In relativistic quantum field theory, space and time are described jointly, as in special relativity. Fields are functions of spacetime, and field equations are second-order in time for bosonic fields, Dirac-type for fermionic fields. Again the only change is that fields are operator-valued distributions rather than real-valued functions.
The answer here depends on the formalism of quantum mechanics you use. If you use a Hamiltonian formalism, you are picking out some slicing of time, and the Hamiltonian pushes you forward in time. In this formulation, the state-vector is evolving in time (or the operators, whichever way you like to say it), and the description is like Newton's philosophically. The result is relativistically invariant, so it is good to find a relativistic description.
In the path-integral, you describe the quantum state evolution completely invariantly, by a sum over all field histories at intemediate times. In this formulation, the description is manifestly covariant--- the Lagrangian is relativistically invariant, and the state is just given by boundary conditions on the path integral (or by inserting operators to make states).
The description of the state is then the only global non-covariant thing, and this state specification can be done maximally covariantly in Schwinger's way, by saying what the state is on an initial and final space-like hypersurface (a surface any two points of which are spacelike separated). This point of view is the quantum action principle, the Feynman path integral between two spacelike hypersurfaces that specify the initial and final state.
Specifying a quantum state is always a global affair, because the quantum state is a sum over the classical configurations with complex weights for each one. The configurations are global, so you need to consider many different possible configurations at one "time", and this is the role of the space-like surface. But the space-like surface can be moved around arbitrarily, and you can still specify the same state, so it's still obviously relativistic.
The main issue is the standard quantum mechanics thing that you aren't interested only in unitary evolution, but also in measurements, which happen at some future time. The measurements are not naturally included in the formalism for time-evolution, and how you include them is up to you. But the measurement issue is not peculiar to quantum fields. If you take an Everett interpretation of some kind, the path integral evolution is all the mathematics, really, and the interpretation is just a philosophical layer on top which maps different branches of the wavefunction to different experiences of the observers. But you can prune some other way, consistent with some other philosophy.
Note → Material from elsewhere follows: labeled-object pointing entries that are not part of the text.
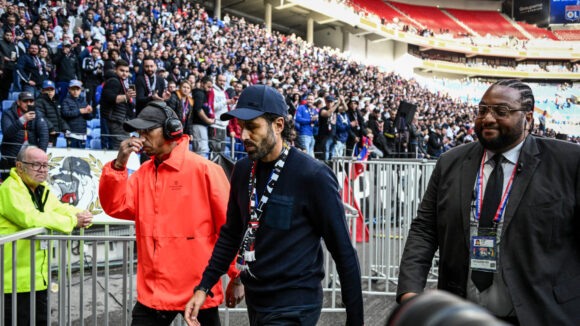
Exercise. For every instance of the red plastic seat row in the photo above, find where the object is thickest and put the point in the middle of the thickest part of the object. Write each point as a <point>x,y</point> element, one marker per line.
<point>538,32</point>
<point>569,35</point>
<point>382,10</point>
<point>486,22</point>
<point>431,17</point>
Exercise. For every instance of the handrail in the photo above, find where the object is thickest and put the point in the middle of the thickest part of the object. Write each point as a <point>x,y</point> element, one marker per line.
<point>21,235</point>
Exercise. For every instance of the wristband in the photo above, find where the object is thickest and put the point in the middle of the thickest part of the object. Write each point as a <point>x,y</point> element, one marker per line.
<point>202,288</point>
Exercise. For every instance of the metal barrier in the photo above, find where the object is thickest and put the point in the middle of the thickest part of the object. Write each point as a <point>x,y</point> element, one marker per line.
<point>388,193</point>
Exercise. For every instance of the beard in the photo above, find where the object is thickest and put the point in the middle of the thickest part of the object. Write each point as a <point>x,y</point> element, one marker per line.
<point>504,139</point>
<point>262,149</point>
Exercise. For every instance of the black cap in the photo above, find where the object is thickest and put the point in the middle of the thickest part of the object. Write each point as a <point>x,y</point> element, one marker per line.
<point>255,101</point>
<point>150,117</point>
<point>25,96</point>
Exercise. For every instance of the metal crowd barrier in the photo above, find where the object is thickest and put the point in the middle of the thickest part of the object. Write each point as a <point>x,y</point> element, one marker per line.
<point>388,193</point>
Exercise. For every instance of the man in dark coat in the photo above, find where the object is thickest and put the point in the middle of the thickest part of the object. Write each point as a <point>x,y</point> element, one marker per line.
<point>49,105</point>
<point>117,102</point>
<point>21,126</point>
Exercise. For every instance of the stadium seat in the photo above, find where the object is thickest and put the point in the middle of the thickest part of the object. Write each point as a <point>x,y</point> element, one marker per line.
<point>6,104</point>
<point>95,133</point>
<point>95,123</point>
<point>13,96</point>
<point>61,142</point>
<point>95,144</point>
The more interesting, and in hindsight more fruitful, approach is the Feynman way, inspired by Wheeler's S-matrix, where you take the surfaces to infinity, and consider states of finitely many incoming particles transforming into outgoing particles. This is an interesting point of view, because you can reformulate the quantum fields as point particle motion in a point-particle path integral, which turns out to be equivalent perturbatively to Schwinger and Stueckelberg's covariant quantum field theory when all is said and done. The point-particle formulation generalizes to strings, which do not have a Schwinger picture, since string theory isn't local fields.